Demographic[edit]
See also: Demographics of Russia
A study by Russian, British and French researchers published in The Lancet scrutinized deaths between 1990 and 2001 of residents of three Siberian industrial towns with typical mortality rates and determined that 52% of deaths of people between the ages of 15 and 54 were the result of alcohol abuse.[11] Lead researcher Professor David Zaridze estimated that the increase in alcohol consumption since 1987 has caused an additional three million deaths nationwide.[11]

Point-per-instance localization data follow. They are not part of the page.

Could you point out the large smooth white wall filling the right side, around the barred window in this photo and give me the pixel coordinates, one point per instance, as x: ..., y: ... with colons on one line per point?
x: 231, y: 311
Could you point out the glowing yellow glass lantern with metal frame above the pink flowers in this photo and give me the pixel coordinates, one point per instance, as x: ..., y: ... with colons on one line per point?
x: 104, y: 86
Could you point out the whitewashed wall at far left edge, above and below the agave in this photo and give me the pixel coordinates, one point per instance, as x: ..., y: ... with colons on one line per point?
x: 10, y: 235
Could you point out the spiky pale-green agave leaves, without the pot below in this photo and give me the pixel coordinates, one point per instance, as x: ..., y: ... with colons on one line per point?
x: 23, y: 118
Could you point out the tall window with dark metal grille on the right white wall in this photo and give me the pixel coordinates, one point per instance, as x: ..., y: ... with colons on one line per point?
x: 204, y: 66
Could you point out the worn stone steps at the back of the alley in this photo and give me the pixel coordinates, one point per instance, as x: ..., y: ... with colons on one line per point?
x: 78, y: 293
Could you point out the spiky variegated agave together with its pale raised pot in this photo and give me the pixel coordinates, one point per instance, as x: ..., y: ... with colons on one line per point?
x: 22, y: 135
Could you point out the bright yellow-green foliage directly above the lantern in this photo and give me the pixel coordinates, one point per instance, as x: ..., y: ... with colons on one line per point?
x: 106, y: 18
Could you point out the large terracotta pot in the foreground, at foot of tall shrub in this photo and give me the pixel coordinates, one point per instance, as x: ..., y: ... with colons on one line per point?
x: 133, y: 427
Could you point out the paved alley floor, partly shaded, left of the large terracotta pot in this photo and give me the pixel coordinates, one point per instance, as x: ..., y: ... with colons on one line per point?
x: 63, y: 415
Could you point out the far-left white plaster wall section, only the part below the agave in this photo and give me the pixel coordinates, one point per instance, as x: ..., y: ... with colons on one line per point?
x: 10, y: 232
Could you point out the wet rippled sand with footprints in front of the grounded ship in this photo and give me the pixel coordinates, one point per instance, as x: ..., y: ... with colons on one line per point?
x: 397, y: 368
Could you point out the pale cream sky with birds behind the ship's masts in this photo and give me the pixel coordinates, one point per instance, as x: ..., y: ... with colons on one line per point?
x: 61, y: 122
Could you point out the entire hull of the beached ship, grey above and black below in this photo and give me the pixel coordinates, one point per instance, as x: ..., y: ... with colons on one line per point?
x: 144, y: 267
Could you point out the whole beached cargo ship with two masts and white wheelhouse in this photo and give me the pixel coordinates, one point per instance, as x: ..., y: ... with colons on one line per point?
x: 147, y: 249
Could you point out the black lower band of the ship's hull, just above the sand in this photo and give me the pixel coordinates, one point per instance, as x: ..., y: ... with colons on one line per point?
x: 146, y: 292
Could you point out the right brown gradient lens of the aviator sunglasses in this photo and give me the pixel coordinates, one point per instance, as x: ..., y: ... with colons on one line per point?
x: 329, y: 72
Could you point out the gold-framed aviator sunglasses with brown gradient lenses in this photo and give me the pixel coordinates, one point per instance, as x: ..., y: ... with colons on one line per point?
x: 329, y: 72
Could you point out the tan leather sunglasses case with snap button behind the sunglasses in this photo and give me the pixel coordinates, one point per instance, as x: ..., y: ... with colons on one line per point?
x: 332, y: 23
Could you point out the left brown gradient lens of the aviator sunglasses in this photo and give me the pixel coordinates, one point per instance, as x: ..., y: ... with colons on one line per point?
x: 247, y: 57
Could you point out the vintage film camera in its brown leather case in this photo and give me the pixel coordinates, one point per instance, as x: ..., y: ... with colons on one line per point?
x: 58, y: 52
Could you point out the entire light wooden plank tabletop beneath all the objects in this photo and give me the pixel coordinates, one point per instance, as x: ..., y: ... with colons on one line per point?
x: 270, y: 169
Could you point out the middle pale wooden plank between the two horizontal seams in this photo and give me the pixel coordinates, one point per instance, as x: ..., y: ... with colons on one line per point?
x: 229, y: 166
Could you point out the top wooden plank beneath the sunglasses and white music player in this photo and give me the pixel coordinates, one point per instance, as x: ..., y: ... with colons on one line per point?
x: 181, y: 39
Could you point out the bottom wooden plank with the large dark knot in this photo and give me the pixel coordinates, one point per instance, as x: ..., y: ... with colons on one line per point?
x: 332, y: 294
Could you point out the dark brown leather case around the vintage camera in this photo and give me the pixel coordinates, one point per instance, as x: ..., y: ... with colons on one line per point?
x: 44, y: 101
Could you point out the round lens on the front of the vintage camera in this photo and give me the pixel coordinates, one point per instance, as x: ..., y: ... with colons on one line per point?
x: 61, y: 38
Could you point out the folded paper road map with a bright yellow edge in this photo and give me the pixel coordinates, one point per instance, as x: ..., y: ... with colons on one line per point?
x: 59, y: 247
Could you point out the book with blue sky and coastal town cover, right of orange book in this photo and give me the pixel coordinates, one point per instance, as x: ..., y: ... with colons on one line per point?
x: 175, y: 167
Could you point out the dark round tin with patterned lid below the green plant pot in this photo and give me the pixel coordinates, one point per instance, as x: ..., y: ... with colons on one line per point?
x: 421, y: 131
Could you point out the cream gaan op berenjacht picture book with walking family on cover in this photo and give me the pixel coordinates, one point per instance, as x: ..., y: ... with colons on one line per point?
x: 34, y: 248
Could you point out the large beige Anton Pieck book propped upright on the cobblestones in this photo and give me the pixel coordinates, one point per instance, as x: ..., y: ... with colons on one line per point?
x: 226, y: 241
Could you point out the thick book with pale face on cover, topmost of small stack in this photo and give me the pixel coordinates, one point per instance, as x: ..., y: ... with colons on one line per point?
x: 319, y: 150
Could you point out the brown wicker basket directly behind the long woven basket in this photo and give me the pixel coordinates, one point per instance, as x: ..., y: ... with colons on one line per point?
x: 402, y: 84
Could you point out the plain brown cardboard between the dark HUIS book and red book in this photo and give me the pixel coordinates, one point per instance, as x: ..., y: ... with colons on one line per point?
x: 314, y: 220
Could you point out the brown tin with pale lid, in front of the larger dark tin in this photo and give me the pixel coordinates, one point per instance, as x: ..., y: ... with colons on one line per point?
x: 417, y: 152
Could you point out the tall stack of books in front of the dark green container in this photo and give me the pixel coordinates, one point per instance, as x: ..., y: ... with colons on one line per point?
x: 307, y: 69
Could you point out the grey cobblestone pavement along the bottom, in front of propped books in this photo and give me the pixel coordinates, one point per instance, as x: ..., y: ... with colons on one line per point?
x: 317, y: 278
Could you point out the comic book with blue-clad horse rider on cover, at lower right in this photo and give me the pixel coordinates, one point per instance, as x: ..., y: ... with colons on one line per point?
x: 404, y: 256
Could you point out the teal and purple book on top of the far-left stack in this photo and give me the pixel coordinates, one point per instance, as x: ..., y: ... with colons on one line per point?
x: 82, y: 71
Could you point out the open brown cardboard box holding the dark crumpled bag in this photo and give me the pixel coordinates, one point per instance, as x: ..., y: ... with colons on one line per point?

In 2007, Gennadi Onishenko, the country's chief public health official, voiced his concern over the nearly threefold rise in alcohol consumption over the past 16 years; one in eight deaths was attributed to alcohol-related diseases, playing a major role in Russia's population decline.[9] Men are particularly hard hit; according to a U.N. National Human Development Report, Russian males born in 2006 had a life expectancy of just over 60 years, 17 fewer than western Europeans, while Russian females could expect to live thirteen years longer than their male counterparts.[12]
In June 2009, the Public Chamber of Russia reported over 500,000 alcohol-related deaths annually, noting that Russians consume about 18 litres (4.0 imp gal; 4.8 US gal) of spirits a year, more than double the 8 litres (1.8 imp gal; 2.1 US gal) World Health Organization experts consider dangerous.[13]